FDA itself is intensively engaged in addressing drug shortages. Through September 2011, it had investigated and mitigated 99 shortages through a combination of coordination with manufacturers involved, expedited reviews of manufacturing defects, and, in some cases, authorizing the import of drugs from abroad. Commissioner Margaret Hamburg said, in a May blog posting, that the agency had mitigated 128 shortages in the six months since the Obama executive order, and that new shortages have fallen from over 90 reported in the year-ago period to 42 in this period.
What to do now
All of which doesn’t overturn the fact that essential drugs, including oncolytics, pain medications and pre-surgery treatments remain in short supply. Hospital pharmacies have estimated that they are paying over $200 million extra, annually, to obtain short-supply drugs, and that they are expending over $200 million annually in committing staff and resources to locate the drugs—a near $500-million added expense to healthcare. Surgery schedules are disrupted; medication errors can occur as non-preferred dosage levels are employed; sick patients are getting sicker—and some are dying.
HDMA’s recommendations are focused on better communications among supply chain partners. Some of them require hyper-focused attention to the drug and its customers; for example, HDMA recommends manufacturers and wholesalers considering alternative express-delivery techniques or drop-shipping, while noting that this can require the company “to weigh internal cost/service tradeoffs against the impact on the total distribution channel.” But nearly across the board, HDMA’s recommendations focus on communications between a manufacturer and its customers, and a wholesaler and its customers, and not the market overall. Better communication among existing trading partners will certainly help, but will also leave many drug dispensers out in the cold.
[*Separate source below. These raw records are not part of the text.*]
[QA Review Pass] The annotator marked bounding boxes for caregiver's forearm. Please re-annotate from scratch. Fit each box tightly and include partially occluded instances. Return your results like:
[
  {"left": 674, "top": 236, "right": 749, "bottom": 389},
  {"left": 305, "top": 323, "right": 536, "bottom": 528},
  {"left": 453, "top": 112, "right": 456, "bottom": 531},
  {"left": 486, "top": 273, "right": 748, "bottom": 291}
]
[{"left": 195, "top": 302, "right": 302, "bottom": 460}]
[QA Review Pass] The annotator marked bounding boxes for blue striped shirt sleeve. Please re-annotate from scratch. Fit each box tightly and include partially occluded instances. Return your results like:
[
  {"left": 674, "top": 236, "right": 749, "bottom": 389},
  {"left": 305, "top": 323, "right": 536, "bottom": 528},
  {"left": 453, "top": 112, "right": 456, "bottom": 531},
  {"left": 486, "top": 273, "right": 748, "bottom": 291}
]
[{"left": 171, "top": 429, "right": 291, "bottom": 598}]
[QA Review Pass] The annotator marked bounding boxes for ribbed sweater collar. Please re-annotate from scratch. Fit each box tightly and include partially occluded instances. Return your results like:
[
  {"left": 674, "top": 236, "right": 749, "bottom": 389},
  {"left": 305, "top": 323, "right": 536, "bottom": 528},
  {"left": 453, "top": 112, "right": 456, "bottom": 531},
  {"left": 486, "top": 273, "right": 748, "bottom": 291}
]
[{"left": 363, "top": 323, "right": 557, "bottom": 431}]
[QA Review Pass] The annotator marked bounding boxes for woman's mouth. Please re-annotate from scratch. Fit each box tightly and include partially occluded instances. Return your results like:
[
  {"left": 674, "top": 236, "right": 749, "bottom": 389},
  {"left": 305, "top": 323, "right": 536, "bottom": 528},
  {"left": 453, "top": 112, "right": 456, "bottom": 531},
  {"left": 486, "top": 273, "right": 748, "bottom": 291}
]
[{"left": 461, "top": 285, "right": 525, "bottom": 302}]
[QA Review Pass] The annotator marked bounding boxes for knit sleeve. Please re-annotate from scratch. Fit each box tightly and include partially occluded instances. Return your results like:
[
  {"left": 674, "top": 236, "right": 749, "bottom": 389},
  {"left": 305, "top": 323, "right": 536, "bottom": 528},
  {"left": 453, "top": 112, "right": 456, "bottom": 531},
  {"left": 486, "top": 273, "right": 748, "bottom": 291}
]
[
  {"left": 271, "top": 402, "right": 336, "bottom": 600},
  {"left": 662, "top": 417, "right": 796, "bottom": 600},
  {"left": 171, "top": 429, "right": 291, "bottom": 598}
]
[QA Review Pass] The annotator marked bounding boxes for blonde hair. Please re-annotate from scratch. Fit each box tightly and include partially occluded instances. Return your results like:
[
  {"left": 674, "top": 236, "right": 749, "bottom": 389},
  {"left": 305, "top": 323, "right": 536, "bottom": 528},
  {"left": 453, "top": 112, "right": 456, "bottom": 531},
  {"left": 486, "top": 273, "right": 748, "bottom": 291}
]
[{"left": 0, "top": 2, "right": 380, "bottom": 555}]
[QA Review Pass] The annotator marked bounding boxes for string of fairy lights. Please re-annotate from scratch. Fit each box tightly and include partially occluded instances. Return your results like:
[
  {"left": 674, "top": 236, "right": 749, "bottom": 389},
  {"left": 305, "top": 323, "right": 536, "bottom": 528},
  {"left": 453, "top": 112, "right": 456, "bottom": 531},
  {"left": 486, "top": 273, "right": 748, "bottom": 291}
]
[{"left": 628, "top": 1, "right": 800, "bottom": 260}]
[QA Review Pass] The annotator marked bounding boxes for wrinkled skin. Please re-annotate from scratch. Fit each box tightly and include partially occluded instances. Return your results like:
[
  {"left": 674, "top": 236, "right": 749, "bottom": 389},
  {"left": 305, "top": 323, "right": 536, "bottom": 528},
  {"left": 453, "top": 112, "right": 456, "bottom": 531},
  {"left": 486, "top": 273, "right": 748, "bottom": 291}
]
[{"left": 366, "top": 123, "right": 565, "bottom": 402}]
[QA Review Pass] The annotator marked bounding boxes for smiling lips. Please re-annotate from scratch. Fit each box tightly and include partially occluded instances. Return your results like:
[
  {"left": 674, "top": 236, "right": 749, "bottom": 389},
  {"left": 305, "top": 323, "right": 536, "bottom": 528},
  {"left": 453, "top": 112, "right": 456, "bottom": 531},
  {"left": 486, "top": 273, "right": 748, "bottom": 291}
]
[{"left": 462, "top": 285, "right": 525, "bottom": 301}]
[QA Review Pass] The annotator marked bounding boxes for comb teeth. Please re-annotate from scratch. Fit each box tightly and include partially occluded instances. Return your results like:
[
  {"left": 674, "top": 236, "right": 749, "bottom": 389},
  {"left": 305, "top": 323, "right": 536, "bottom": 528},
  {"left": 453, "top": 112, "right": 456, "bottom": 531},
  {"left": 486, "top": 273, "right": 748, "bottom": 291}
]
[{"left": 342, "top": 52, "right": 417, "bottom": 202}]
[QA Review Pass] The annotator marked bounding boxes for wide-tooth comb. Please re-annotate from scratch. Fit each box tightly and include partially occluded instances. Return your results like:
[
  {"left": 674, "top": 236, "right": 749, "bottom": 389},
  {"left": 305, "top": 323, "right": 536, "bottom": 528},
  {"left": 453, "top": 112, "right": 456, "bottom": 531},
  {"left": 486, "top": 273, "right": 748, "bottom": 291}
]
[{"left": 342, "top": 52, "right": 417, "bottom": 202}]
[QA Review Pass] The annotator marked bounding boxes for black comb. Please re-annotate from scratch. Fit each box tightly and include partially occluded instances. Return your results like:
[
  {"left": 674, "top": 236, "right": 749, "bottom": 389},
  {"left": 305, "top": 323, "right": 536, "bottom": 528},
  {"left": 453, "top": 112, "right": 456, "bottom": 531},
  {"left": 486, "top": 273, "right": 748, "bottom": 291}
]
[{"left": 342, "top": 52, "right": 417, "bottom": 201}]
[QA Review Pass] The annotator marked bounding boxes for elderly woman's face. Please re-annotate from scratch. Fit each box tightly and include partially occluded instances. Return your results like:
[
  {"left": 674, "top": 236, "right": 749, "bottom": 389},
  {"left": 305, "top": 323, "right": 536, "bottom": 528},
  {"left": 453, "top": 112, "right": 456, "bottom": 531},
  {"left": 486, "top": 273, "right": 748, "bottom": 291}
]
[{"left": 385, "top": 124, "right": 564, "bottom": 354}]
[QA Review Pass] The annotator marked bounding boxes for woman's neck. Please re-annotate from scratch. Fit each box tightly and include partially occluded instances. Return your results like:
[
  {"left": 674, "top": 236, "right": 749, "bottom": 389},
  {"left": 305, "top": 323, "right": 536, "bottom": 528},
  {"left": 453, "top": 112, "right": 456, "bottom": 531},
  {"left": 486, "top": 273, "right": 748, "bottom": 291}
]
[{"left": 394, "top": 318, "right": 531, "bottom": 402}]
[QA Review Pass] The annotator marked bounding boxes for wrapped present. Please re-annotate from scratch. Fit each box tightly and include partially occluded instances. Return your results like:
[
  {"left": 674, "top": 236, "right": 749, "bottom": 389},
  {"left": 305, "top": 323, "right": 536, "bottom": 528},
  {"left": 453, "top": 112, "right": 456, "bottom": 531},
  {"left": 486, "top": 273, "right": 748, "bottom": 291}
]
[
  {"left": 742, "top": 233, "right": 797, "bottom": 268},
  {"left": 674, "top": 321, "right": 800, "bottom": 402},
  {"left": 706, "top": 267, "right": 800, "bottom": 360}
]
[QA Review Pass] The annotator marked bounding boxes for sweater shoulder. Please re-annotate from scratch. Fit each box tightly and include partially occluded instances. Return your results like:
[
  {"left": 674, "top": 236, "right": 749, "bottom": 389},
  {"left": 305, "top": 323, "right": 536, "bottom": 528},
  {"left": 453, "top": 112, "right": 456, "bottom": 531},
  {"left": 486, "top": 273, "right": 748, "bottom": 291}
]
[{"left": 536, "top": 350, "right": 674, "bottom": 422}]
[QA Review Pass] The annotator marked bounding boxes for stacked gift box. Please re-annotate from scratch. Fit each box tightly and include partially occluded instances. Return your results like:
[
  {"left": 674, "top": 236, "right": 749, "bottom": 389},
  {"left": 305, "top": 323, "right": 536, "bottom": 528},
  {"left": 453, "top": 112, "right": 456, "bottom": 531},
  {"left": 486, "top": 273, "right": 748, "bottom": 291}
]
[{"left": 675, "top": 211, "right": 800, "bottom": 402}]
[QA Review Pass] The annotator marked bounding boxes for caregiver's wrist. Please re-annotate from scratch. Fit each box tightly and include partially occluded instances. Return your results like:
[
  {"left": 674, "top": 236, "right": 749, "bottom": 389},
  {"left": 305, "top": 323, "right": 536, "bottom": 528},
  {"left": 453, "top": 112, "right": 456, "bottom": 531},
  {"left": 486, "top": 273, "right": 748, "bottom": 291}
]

The GPhA/IMS initiative promises to address that gap. On a voluntary basis, manufacturers will share forecast production data with IMS Health, and IMS will match it against its own methodology for predicting market demand. When a shortfall looms, IMS will notify FDA confidentially. According to Michal Barnes, senior principal in the Commercial Effectiveness Practice at IMS, GPhA itself will not be notified of the shortage (apart from IMS reporting how much data it has received, and how many analyses or reports have been generated).
On the front line: this is the team at FDA currently addressing
drug shortages; they assembled at a February public briefing
by FDA on the topic.
Credit: FDA
Barnes and GPhA believe that the system of reporting/analyzing will be up and running in the next two to three months. Ralph Neas, CEO of GPhA, said that this initiative “will strengthen the entire healthcare industry’s collective ability to increase communication and supply patients with the medicines they need.”
Barnes says that both FDA and the Federal Trade Commission will need to be engaged, with coordination with FDA over what information will be beneficial to them, and with FTC to ensure that anti-competitive requirements are complied with. “We’ve done a ‘fly-by’ with FTC and haven’t heard anything negative, but the full evaluation remains to be conducted,” he says.
Initially, the collaboration will focus on generic injectables, which represent more than three-quarters of current shortages, and Barnes says that manufacturers representing about an equal percentage of capacity for those drugs have committed to participating. Down the road, it could expand to include other types of drugs, and possibly branded products as well.